Jesus left that place and went away to the district of Tyre and Sidon. Just then a Canaanite woman from that region came out and started shouting, “Have mercy on me, Lord, Son of David; my daughter is tormented by a demon.” But he did not answer her at all. And his disciples came and urged him, saying, “Send her away, for she keeps shouting after us.” He answered, “I was sent only to the lost sheep of the house of Israel.” But she came and knelt before him, saying, “Lord, help me.” He answered, “It is not fair to take the children’s food and throw it to the dogs.” She said, “Yes, Lord, yet even the dogs eat the crumbs that fall from their masters’ table.” Then Jesus answered her, “Woman, great is your faith! Let it be done for you as you wish.” And her daughter was healed instantly.

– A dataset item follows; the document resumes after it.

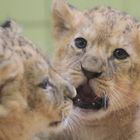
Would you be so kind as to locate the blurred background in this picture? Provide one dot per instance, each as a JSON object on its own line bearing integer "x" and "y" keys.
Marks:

When Jesus said “It is not fair to take the children’s food and throw it to the dogs,” he was only repeating what he had heard and ingested from his family, his friends, and even his Bible. Everyone in Nazareth would have called those Canaanites “dogs.” It was his inherited cultural conditioning. But notice… When he hears her response, he responds with instant compassion. From this point on in Mark’s Gospel, Jesus gives to Gentiles the same healing, feeding and teaching as he gives to his own people.
What does this say to us today? …especially in the wake of the tragedy in Charlottesville.
How do you connect this story with the introductory teaching — “It’s not what goes in us that defiles, but what comes out of our heart and mouth”?